An das ehemalige Berufskolleg Holsterhausen traute sich niemand heran
Kritisch äußert sich auch die Linke im Rat der Stadt. Grundstücke, die für Stadtentwicklung von strategischer Bedeutung seien wie das im Herzen von Holsterhausen, sollten nach Überzeugung der Linken langfristig in städtischer Hand bleiben. Auch könne die Stadt über einen möglichst großen eigenen Wohnungsbestand Einfluss auf die Entwicklung der Mieten nehmen.
Dirk Miklikowski sieht die Aufgabe des Allbau am Holsterhauser Platz hingegen als erfüllt an und erinnert daran, dass die städtische Wohnungsgesellschaft nur deshalb dort als Investor aufgetreten sei, weil sich sonst niemand getraut habe. Das ehemalige Berufskolleg Holsterhausen verfiel seinerzeit zusehends. Pläne, einen Neubau gemeinsam mit einem namhaften Essener Projektentwickler zu realisieren, hatten sich zerschlagen, so dass der Allbau selbst 55 Millionen Euro in die Hand nahm, um die Cranachhöfe zu bauen. Laut Miklikowski handelt es sich um die zweithöchste Investition in der Firmengeschichte. Getoppt wird diese nur von den Kastanienhöfen in der nördlichen Innenstadt, wo die Wohnungsgesellschaft seit 2016 ihren Sitz hat.
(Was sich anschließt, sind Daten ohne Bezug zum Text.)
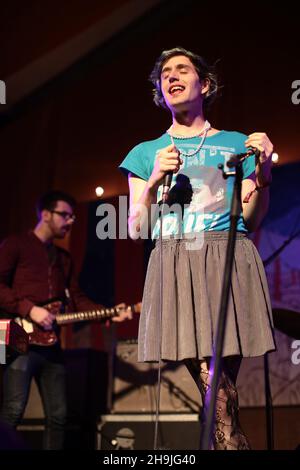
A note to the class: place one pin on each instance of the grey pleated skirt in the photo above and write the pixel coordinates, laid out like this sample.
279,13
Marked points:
191,299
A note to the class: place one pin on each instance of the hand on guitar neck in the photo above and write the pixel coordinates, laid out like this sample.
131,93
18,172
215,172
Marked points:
42,317
42,323
123,313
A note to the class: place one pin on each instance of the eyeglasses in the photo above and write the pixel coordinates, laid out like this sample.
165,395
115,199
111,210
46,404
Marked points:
66,215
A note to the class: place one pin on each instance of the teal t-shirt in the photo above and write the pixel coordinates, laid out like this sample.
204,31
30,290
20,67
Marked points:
199,187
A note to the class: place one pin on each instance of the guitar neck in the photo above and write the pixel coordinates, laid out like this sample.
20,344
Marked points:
101,314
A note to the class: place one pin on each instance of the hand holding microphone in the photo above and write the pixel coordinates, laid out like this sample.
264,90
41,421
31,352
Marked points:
167,163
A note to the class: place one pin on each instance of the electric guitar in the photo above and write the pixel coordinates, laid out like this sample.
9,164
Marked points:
41,337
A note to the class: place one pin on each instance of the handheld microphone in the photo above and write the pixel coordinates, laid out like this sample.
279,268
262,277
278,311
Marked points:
238,158
166,185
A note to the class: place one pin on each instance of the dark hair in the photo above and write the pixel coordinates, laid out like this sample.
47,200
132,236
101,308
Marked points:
204,71
49,200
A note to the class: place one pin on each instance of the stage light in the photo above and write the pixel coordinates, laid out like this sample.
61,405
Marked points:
99,191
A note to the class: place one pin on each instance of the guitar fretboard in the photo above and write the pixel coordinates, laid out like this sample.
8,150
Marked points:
64,318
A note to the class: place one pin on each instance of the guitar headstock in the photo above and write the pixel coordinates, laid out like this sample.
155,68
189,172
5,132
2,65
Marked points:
136,308
54,307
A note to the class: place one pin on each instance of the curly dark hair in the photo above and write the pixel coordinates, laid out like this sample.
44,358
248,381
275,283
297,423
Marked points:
205,72
49,200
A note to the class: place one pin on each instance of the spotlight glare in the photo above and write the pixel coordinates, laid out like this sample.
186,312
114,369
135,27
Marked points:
99,191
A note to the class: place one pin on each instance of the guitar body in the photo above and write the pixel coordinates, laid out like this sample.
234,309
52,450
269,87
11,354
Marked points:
38,335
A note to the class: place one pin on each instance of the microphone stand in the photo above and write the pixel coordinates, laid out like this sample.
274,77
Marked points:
216,361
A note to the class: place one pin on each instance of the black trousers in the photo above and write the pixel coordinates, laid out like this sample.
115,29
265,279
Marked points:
45,364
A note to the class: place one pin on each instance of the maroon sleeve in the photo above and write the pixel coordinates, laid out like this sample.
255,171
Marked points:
9,256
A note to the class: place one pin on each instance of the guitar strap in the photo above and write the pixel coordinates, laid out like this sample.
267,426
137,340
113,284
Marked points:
55,257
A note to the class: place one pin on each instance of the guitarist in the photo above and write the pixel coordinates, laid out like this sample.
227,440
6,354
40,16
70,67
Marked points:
32,270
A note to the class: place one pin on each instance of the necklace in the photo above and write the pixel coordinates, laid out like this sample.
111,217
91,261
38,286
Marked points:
204,130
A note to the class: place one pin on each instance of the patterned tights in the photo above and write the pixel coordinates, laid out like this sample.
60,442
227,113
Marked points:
227,434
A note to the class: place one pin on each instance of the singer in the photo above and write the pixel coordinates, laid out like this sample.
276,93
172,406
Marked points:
191,150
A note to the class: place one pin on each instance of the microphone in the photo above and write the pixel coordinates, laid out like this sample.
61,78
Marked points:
166,186
238,158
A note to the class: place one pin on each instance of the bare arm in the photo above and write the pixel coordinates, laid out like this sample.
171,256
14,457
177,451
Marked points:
255,210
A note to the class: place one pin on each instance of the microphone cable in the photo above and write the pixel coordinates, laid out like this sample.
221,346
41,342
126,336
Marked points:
158,387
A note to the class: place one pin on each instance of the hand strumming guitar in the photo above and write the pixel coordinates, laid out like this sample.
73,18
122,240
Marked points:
42,317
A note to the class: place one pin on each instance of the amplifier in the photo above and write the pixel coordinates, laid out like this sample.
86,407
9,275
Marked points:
136,431
134,385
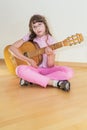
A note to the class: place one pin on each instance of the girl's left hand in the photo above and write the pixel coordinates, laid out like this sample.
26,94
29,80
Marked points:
49,51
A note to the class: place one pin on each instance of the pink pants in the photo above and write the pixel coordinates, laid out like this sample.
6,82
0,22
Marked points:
41,76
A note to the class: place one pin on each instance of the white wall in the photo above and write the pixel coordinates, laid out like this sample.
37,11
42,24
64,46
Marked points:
65,17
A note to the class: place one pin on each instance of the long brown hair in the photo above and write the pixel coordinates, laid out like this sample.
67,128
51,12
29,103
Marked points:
34,19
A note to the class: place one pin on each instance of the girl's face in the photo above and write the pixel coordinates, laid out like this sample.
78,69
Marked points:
39,29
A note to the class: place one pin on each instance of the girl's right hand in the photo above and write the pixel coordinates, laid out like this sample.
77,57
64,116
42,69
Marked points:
32,63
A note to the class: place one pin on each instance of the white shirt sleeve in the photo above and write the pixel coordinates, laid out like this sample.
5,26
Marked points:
26,37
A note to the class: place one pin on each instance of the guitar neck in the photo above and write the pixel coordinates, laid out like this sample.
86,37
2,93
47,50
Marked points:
73,40
42,50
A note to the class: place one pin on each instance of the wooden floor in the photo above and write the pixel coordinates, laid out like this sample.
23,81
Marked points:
36,108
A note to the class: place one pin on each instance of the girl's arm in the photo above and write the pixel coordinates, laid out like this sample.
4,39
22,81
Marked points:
14,49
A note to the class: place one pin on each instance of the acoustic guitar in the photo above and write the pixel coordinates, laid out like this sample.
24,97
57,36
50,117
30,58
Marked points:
31,50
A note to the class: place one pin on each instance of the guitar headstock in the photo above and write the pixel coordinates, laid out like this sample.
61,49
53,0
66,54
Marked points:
73,40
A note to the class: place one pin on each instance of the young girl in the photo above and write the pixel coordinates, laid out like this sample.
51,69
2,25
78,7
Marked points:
46,73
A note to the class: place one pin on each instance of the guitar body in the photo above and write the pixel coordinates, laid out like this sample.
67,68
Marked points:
31,50
12,62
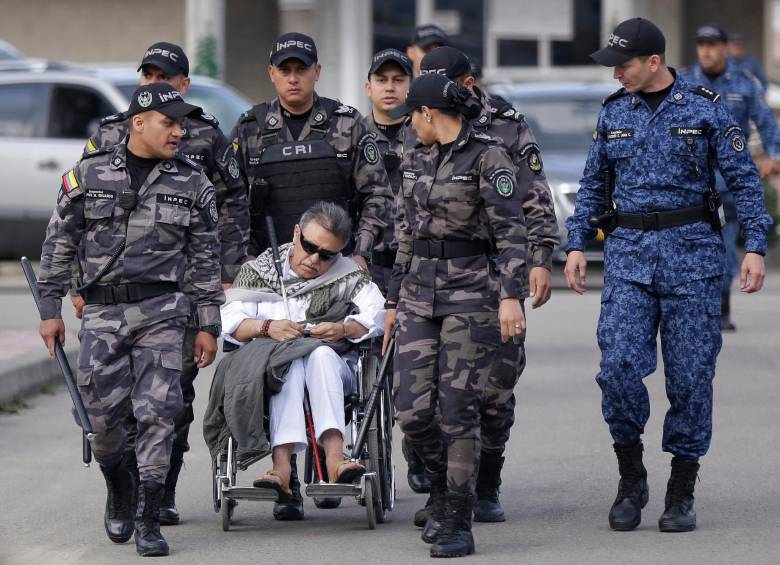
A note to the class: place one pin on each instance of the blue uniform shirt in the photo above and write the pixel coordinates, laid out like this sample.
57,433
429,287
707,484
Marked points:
744,97
665,160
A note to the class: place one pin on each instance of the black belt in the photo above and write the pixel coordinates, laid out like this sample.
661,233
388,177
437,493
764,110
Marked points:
132,292
660,220
383,258
449,249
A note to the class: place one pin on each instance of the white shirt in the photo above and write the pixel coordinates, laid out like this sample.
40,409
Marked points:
369,301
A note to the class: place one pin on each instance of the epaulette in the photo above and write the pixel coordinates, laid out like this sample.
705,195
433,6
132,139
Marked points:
614,96
98,151
484,138
344,110
183,158
119,117
706,92
209,119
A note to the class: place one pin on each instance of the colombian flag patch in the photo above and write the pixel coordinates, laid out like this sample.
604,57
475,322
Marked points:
69,181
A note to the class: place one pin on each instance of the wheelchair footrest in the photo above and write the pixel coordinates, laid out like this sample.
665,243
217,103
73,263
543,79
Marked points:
250,493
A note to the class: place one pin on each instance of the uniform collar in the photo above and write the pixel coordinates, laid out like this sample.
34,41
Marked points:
119,159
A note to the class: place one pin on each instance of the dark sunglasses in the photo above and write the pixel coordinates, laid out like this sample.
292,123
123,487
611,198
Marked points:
311,249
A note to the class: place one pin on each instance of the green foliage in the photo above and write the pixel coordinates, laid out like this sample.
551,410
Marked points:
207,57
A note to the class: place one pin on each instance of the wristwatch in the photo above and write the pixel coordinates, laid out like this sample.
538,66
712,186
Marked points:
214,329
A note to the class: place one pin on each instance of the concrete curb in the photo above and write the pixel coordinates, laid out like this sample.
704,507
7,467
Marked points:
24,376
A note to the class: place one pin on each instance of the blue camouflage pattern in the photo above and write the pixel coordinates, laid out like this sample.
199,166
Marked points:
668,278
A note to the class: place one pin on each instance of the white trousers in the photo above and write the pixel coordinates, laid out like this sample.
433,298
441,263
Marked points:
326,376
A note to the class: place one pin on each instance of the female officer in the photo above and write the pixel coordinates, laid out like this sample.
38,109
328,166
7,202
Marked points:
457,284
Für die Cranachhöfe liegen dem Allbau "sehr überzeugende Angebote" vor
Ursprünglich sei es nicht die Absicht gewesen, die Cranachhöfe zu verkaufen, so Miklikowski. Da Kapital-Investoren in ganz Europa derzeit nach geeigneten Anlagemöglichkeiten suchen, scheint die Zeit für einen Verkauf günstig. Schon für das "Bredeneyer Tor" habe man "einen unheimlich guten Preis erzielt". Das Bürogebäude wechselte für mehr als 30 Millionen Euro den Besitzer. Auch für die Cranachhöfe lägen dem Allbau "sehr überzeugende Angebote vor".
Mit dem Geld will sich der Allbau nach den Worten seines Geschäftsführers Luft für weitere Investitionen verschaffen, allen voran im sozialen Wohnungsbau. Verkauft werde nicht an irgendjemanden, sondern an Investoren, welche Immobilien langfristig im Bestand hielten. Der Rechte der Mieter würden gewahrt, und zwar über den gesetzlich vorgeschriebenen Rahmen hinaus. Einen Verkauf an eine "Heuschrecke" schloss Miklikowski auf Nachfrage ausdrücklich aus.
Noch ist das Geschäft nicht in trockenen Tüchern. Nach den Osterferien wird sich der Aufsichtsrat mit dem Deal beschäftigen. Auch der Rat der Stadt soll sich damit befassen. Miklikowski nennt das "sehr überraschend". Handele es sich doch bei dem Verkauf um ein "klassisches Geschäft eines Immobilienunternehmens". Offenbar lege man in der städtischen Beteiligungsverwaltung den Gesellschaftervertrag sehr kleinlich aus. Riecht nach dicker Luft auch hinter den Kulissen.
WOHNUNGEN UND GEWERBE
In den Cranachhöfen sind insgesamt 71 neue Wohnungen entstanden, 42 davon öffentlich gefördert. Die Gewerbeflächen unter anderem Edeka, dm und einem Eiscafé genutzt. Auch die Arbeiterwohlfahrt am Holsterhauser Platz ihren Sitz. Ferner haben das Zentrum für Forschungsförderung in der Pädiatrie, der Landschaftsverband Rheinland und eine Immobilienfirma Räume bezogen.